Exchanges as Alternatives: Two, the means-test under which someone qualifies for the exchanges (which, I again point out are not subject to this delay) does not change. If employer provided insurance is too expensive (premiums costs more than 9.5% of one's annual income) or doesn't meet minimum value requirements (covering at least 60% of expenses for a standard population) are eligible for premium subsidies in the insurance exchanges. Make small employer insurance prohibitively expensive (either in premiums or in out-of-pocket costs) and the exchanges will pick up the people who would otherwise fall through the cracks, and impose tougher requirements on the insurance companies anyway.

Federal government negotiating for small business: If small businesses themselves find dealing with insurance companies too much of a hassle, they can head for the Small Business Health Options Program (SHOP), an ACA created and federally administered program that simplifies the buying for them by pre-negotiating good plans they can choose. Health insurance companies may want to screw their customers, but I guarantee you that the vast majority of small businesses need their employees to be healthy and want the best plan for them. In fact, at least part of the purpose of this 'relief' may well be to drive small businesses into the SHOP program.

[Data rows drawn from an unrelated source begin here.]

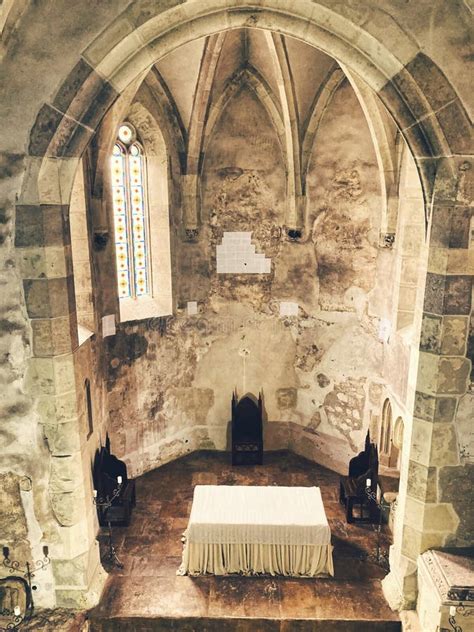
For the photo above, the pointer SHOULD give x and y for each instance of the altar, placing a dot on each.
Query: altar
(257, 530)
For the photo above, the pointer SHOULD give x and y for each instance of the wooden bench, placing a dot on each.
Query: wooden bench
(353, 489)
(107, 468)
(247, 430)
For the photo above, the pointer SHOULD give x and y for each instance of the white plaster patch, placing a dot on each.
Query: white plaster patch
(108, 325)
(236, 255)
(385, 329)
(192, 308)
(288, 309)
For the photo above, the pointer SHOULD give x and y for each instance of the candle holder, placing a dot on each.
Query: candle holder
(28, 572)
(377, 556)
(104, 504)
(453, 611)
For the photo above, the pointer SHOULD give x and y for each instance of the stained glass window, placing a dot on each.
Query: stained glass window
(130, 215)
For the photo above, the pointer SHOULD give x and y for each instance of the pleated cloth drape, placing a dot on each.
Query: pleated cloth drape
(257, 530)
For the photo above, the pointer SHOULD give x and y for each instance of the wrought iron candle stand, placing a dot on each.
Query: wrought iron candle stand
(105, 504)
(27, 572)
(453, 611)
(378, 556)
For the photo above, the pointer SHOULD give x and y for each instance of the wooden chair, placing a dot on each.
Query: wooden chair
(353, 488)
(247, 430)
(107, 468)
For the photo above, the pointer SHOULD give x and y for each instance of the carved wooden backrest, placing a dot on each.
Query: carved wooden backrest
(246, 420)
(106, 469)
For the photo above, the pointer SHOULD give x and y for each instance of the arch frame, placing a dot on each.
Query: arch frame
(125, 51)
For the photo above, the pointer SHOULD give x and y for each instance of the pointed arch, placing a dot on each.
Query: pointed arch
(207, 71)
(279, 54)
(319, 106)
(248, 76)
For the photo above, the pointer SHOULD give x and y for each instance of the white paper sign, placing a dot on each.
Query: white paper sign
(108, 325)
(192, 308)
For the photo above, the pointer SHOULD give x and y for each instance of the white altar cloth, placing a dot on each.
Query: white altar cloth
(250, 530)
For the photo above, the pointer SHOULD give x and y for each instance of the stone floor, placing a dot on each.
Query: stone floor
(147, 595)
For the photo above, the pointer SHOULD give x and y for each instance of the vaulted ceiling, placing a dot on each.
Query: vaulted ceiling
(295, 83)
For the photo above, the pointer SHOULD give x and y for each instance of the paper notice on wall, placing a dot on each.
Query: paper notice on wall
(288, 309)
(192, 308)
(108, 325)
(385, 329)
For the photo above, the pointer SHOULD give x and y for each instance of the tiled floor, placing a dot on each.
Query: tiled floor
(147, 595)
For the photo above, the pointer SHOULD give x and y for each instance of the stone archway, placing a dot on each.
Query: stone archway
(422, 102)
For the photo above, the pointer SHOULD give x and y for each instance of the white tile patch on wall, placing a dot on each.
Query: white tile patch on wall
(192, 308)
(288, 309)
(236, 255)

Let's recap quickly. With this change:

  • Nothing changes for the exchanges or the Medicaid coverage. In fact, if small groups abuse this, they will drive more people into the exchanges (which, for progressives, should be a good thing). The most vulnerable - people who do not have employer coverage or are too poor to afford it - are still taken care of.
  • Small businesses get additional time to figure out their benefits while still providing coverage to their employees - and perhaps decide to go to the federal SHOP system for their needs.
  • Insurance abuses are prevented by providing alternatives for both individuals and small employers.
This isn't a victory for insurance companies. This is genuine flexibility for small employers.

Now, can we all calm down and carry on with Obamacare?